DAVID H. AND SUZANNE HILLMAN, Petitioners v. COMMISSIONER OF INTERNAL REVENUE, Respondent *
Hillman v. Comm'r
No. 19893-97
United States Tax Court
April 9, 2002, Filed

*18 Respondent's determination that petitioners were not entitled to reduce management income by the management fee deduction of real estate entities was not in error.

P's S corporation (S) performed management services for real

   estate partnerships in which P had direct and indirect

   interests. P actively participated in S by performing management

   services that S had contracted to perform for the partnerships.

   P was not an active participant in any of the partnerships.
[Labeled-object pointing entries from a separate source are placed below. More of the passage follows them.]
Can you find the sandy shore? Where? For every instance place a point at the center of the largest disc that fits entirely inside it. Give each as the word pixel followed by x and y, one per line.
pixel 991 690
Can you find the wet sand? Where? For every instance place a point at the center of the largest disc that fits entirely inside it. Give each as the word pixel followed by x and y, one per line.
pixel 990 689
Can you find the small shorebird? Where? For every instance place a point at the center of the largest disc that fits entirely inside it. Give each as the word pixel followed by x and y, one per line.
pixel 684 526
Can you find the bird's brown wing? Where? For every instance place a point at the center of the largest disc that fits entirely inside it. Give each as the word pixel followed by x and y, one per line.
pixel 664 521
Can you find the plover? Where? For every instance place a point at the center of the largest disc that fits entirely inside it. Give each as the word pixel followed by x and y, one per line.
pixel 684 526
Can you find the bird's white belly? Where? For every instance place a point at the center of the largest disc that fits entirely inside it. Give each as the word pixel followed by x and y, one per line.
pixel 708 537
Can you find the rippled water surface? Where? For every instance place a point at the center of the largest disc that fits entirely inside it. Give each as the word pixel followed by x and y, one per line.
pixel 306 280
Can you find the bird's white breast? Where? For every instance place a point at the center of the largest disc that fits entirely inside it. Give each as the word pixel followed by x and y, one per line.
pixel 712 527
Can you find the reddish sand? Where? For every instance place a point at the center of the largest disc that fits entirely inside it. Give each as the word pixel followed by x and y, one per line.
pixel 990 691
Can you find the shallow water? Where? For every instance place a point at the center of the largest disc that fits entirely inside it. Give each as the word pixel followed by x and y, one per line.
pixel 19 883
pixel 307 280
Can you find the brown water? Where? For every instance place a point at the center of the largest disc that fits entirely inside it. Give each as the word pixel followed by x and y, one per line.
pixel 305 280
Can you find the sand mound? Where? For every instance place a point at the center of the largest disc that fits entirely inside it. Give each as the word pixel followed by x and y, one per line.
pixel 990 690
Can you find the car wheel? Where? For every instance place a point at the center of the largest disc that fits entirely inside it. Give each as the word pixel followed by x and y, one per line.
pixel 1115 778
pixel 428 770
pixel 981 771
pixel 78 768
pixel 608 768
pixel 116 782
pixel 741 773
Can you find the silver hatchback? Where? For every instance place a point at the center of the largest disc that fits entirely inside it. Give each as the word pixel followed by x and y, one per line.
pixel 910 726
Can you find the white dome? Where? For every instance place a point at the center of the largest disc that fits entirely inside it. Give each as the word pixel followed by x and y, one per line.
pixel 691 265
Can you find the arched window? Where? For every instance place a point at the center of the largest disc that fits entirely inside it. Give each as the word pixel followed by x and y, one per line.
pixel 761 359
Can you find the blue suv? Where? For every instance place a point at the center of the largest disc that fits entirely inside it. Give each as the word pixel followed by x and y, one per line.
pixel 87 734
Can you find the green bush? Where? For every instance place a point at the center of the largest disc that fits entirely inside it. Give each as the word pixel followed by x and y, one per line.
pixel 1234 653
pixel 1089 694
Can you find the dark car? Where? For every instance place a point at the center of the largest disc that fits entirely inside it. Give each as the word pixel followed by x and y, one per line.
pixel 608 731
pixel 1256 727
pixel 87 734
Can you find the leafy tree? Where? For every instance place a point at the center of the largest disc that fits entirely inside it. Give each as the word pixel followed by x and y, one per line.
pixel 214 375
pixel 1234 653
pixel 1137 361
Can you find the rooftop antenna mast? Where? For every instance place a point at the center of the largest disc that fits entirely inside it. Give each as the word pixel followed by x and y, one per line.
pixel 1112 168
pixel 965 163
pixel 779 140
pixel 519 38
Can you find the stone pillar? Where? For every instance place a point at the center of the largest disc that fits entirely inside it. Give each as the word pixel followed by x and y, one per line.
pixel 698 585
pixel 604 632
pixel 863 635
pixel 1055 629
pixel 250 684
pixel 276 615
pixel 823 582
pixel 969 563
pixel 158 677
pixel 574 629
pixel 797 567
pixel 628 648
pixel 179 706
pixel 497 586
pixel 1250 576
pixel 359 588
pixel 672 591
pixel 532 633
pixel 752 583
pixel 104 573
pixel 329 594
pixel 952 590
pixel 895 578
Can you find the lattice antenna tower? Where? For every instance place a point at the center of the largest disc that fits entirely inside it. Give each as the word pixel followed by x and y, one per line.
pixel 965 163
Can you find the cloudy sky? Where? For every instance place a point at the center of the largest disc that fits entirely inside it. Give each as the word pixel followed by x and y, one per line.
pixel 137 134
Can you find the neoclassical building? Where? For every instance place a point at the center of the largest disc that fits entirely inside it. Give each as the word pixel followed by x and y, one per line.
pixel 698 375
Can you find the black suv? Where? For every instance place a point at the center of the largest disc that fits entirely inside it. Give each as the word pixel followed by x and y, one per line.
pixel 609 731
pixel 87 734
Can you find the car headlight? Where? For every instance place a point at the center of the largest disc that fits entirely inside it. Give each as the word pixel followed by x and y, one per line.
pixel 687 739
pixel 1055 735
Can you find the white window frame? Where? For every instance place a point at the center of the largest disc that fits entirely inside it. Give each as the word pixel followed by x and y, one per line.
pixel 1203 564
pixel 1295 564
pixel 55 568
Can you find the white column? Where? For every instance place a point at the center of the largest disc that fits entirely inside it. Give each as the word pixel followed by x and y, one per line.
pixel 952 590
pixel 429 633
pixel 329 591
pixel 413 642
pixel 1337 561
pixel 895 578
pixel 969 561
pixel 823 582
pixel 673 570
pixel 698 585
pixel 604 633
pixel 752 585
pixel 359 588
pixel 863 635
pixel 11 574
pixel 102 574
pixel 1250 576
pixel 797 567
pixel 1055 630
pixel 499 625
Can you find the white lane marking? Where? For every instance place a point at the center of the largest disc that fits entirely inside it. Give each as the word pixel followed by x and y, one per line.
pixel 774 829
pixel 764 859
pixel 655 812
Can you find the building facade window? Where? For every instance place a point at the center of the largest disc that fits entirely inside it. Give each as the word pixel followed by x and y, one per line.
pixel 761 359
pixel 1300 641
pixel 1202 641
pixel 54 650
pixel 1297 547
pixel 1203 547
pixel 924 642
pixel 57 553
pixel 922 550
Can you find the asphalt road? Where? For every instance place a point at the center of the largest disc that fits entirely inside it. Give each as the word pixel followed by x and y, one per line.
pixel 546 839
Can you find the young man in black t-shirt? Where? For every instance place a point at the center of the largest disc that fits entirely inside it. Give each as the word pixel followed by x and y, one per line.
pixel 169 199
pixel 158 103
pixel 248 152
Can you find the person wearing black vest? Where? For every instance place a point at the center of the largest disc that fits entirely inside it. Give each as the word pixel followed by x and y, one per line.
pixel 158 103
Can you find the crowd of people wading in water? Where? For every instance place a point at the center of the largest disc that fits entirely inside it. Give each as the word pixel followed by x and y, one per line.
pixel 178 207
On

   the Schedule K-1 issued to P from S, P's portion of the

   management income was reduced by the portion of the

   corresponding management fee expense paid by the partnerships to

   S in an amount proportionate to P's ownership percentage in each

   partnership. The reduction from the management income was

   treated as a loss from a trade or business. R disallowed the

   management fee expense deductions on the grounds that the

   expenses were passive within the meaning of sec. 469, I.R.C.,

   and that P was not entitled to treat the income and expenses as

   "self-charged" items under sec. 469, I.R.C., and sec.

   1.469-7, Proposed Income Tax Regs., 56 Fed. Reg. 14036 (Apr. 5,

  *19 1991).

   Held: The management fee expense is passive and may not be

   deducted from petitioner's passthrough management fee income

   which is nonpassive within the meaning of sec. 469, I.R.C.

Stefan F. Tucker, for petitioners.
Wilton A. Baker, for respondent.
Gerber, Joel

GERBER

*324 SUPPLEMENTAL OPINION

GERBER, Judge: In an earlier Opinion filed by the Court in this case we decided that petitioners were entitled to treat management fees as offsetting self-charged items for purposes of section 469. 1 The Court of Appeals for the Fourth Circuit disagreed and reversed our holding. Hillman v. Commissioner, 263 F.3d 338">263 F.3d 338 (4th Cir. 2001), revg. 114 T.C. 103">114 T.C. 103 (2000). 2

*20 Due to the reversal, we must now consider petitioners' alternative argument concerning whether they correctly reported the management fee items. In general we consider whether petitioners' reporting position should be sustained. Petitioners contend that the real estate activity of the passthrough *325 entities may be segregated into separate rental and trade or business activities; i. e., passive and nonpassive.

Background 3

During 1993 and 1994 David H. Hillman (petitioner) owned 100 percent and 94.34 percent, respectively, of the stock of Southern Management Corporation (SMC). SMC, an S corporation, provided real estate management services to approximately 90 passthrough entities (including joint ventures, limited partnerships, and S corporations) that were involved in real estate rental activities (passthrough entities). Petitioner held direct and indirect interests in the passthrough entities. The general partner of each partnership is either petitioner or an upper tier partnership or S corporation in which petitioner owns an interest.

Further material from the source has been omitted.